The staff was a little cheaper to make. I ended up buying pvc piping, silver and black spraypaint, sandpaper, (2) cans of insulation foam, and a roll of masking tape for roughly $35. My best friend found a giant box of cardboard from her work. The gems that decorate the handle of the staff were all of $2.

The work is what gets you. I planned it out pretty simply -- but the staff ended up being obnoxiously tall, which is not something you think about until you're trying to transport this fucker through doorways and into cars and where ever the hell I end up storing this thing after all is said and done. The entire staff from top to bottom came out to be about 6' 5". A whole foot and a half taller than me.

So first! I sketched everything out. The PVC pipe was originally 5' and I cut it down to 4'. Then I drew the outline shape of the bottom and the top scythe into cardboard.

This is the easy part - cut out the shape of the cardboard and (super) glue the narrow ends into the ends of the pipe. The insulation foam eventually put a lot of strain on the cardboard attachment, so I would advise also cutting so that you can glue parts of the cardboard to the outside as well. I didn't plan on the insulation foam being very heavy but you live and learn!

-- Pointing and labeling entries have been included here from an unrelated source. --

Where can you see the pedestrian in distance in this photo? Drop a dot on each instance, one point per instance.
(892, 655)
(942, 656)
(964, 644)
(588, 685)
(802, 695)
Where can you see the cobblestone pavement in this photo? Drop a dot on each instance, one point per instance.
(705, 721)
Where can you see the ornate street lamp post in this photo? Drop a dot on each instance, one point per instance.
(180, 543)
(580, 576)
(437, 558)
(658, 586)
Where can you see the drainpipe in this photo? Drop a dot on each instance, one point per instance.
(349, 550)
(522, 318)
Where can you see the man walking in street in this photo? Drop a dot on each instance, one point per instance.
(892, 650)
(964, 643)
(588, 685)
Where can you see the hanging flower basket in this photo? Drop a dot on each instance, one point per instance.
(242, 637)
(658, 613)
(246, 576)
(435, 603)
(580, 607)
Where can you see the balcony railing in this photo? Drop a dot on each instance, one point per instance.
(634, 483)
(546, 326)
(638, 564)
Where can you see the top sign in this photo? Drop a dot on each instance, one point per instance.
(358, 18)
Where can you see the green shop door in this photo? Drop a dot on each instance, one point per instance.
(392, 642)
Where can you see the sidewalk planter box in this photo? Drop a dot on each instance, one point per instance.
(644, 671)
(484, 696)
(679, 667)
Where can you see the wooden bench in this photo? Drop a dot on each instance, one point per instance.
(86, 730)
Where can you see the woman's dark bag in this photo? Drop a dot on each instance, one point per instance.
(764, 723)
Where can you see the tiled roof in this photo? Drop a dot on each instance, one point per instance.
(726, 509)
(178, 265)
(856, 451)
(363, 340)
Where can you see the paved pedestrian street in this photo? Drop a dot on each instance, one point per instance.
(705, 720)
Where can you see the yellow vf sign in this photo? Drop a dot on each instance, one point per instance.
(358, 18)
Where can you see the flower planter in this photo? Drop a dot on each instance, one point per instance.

You start with spraying insulation foam on one side of the cardboard and waiting for it to dry fairly well (~30 mins-1hour) and then spraying on the other side. What you want to do is prop it up off the ground but giving it something to balance on so the board doesn't bend from the weight of the insulation foam. Tricky!! Plan on getting the insulation foam nice and big so that you have more to work with when you carve the shape. It's better to have excess than to have too little. I went through a can and a half of insulation foam on this project. (Please also be sure to wear gloves and wear goggles when you are spraying as insulation foam can be harsh on the eyes and skin.)

I gave my insulation foam about 1-2 days to completely be dry. Then you start carving. You can use a box cutter or a simple sharp knife. Adjustable box cutters give you more flexibility but my knife was efficient for what I wanted to get done. (Please be sure to wear goggles and wear a mask -- and cover the surface you are working on. Sweep up and clean up the area afterwards as polyurethane particles can get everywhere and inhaling this is B A D.)

Eventually you carve out the shapes using the cardboard as a reference for shape. I sanded down some of the areas to make it smoother but it's not necessary -- and sanding only releases more dangerous particles. Then I proceeded to cover the material with masking tape -- to accommodate some of the areas where the insulation foam didn't fully expand, as shown in the top left picture. In some areas of my taping, I didn't overlap enough, so later when the spray paint is dry and peeling, the masking tape will fall apart and shrink, exposing the material underneath so please sure to give enough overlap when taping.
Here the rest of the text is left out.